"If you’re a staunch Republican, and the candidate is Al Capone, are you going to vote for Al Capone?" he said in describing why he doesn't adhere to political labels when he considers who to support in an election.
The two spoke to reporters inside Carol Morsani Hall, one of the theaters that make up the Straz Center, the Tampa performance arts complex named for Straz after his foundation gave a reported $25 million gift to the facility in 2009. Straz said it was the responsibility of everyone to give back to their community, but "unfortunately some outsiders come to Florida and just take," laying out how Scott "took away" high-speed rail and jobs to Tampa by rejecting over $2 billion in federal funds in 2011, and failed to advocate for Medicaid expansion, taking away health care coverage for close to a million Floridians.

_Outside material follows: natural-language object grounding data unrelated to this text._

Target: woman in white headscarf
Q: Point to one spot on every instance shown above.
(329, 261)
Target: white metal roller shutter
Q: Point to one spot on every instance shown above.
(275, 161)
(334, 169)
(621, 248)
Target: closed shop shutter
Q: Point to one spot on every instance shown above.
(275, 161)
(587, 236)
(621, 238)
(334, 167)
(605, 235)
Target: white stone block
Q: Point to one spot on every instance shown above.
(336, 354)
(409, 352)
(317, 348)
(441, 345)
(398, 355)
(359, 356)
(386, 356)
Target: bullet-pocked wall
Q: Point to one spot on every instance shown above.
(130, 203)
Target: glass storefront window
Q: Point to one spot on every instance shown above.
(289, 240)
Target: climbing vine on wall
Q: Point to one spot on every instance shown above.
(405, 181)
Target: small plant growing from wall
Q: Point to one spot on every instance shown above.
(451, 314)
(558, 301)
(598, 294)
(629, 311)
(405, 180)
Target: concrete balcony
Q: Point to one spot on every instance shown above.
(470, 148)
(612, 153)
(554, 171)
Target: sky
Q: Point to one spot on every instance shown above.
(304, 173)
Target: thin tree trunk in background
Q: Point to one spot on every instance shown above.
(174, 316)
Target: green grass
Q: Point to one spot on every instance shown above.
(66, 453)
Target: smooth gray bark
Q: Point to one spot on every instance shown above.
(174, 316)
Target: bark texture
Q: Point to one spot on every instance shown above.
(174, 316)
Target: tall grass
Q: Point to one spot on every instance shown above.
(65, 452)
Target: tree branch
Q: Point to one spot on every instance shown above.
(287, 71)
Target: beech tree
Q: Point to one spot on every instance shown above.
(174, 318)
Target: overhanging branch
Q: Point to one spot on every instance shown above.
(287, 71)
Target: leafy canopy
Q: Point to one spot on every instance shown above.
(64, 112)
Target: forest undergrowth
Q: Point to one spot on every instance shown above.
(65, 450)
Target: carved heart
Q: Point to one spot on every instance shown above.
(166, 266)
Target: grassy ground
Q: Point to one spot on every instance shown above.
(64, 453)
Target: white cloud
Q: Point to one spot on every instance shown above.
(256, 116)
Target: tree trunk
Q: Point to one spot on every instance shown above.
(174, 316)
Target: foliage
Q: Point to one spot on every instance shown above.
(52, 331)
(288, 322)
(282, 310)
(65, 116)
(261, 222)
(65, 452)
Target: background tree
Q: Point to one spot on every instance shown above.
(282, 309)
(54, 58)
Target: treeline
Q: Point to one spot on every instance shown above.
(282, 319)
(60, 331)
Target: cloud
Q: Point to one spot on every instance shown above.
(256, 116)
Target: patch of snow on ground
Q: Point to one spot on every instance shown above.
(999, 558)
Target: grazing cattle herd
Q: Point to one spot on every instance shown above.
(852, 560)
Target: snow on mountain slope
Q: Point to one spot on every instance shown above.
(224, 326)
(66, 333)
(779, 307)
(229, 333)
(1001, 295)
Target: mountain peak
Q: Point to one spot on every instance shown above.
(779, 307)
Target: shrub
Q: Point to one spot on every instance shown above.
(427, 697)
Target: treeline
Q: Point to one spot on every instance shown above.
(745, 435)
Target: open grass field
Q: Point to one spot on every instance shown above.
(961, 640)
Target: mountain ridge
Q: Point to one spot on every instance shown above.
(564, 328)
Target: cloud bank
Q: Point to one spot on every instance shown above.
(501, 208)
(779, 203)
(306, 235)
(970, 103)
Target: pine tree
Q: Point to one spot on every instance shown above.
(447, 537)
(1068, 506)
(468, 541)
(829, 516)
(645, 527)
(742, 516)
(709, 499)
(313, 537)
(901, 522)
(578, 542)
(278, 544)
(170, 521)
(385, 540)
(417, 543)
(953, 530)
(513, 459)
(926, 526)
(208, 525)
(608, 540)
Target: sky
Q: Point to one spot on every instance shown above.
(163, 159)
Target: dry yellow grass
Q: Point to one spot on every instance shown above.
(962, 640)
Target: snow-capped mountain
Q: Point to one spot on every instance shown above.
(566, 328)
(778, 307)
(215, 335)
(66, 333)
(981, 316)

Crist said he was grateful for the endorsement, then blasted Scott for failing to "lift a finger" to persuade the GOP-led House and Senate to support the expansion of Medicaid.
"Even [House Speaker] Will Weatherford said, 'The governor never called me to bring up that bill to expand Medicaid.' That would have been one thing. I would have called the Speaker...used the bully pulpit to talk about it every damned day. Because otherwise sick people get sicker. You know it's $51 billion we're not getting from the federal government... and because of his lack of leadership and effort, we're not getting it back. That's unbelievable to me."
Other conservative governors like Jan Brewer of Arizona, John Kasich of Ohio and Tom Corbett of Pennsylvania found themselves in the exact same situation as Scott last year — dealing with a legislature as hostile to Obamacare as they were themselves. But unlike Scott, they weren't willing to allow those federal funds to go to waste. When Crist was asked if he could have persuaded the Republican-dominated House and Senate, he said yes, he would have found a way.
"Most of these people have good hearts," he said of the members of the Legislature. "I hope.... I think that if you're in the governor's chair, and you make an appeal to them and you point out to them how every single day if you don't get this Medicaid expansion done, people are getting sick, and they're getting sicker, and some will die. And just be honest with them that way. It's hard for them to say, 'No, I'm not going to do that. Because you can get to their heart if you work."
In Tallahassee, Governor Scott took a shot at Crist today when he signed a bill that will roll back auto tag fees that Crist and the Republican Legislature approved in 2009, saying, "We're here because in 2009, Charlie Crist raised this tax. We are going to right the wrong of this 2009 tax increase that Charlie Crist enacted,"
Crist dismissed Scott's diss as "politics," adding that he didn't regret raising those fees back then because the economy was struggling. "It was the right thing to do."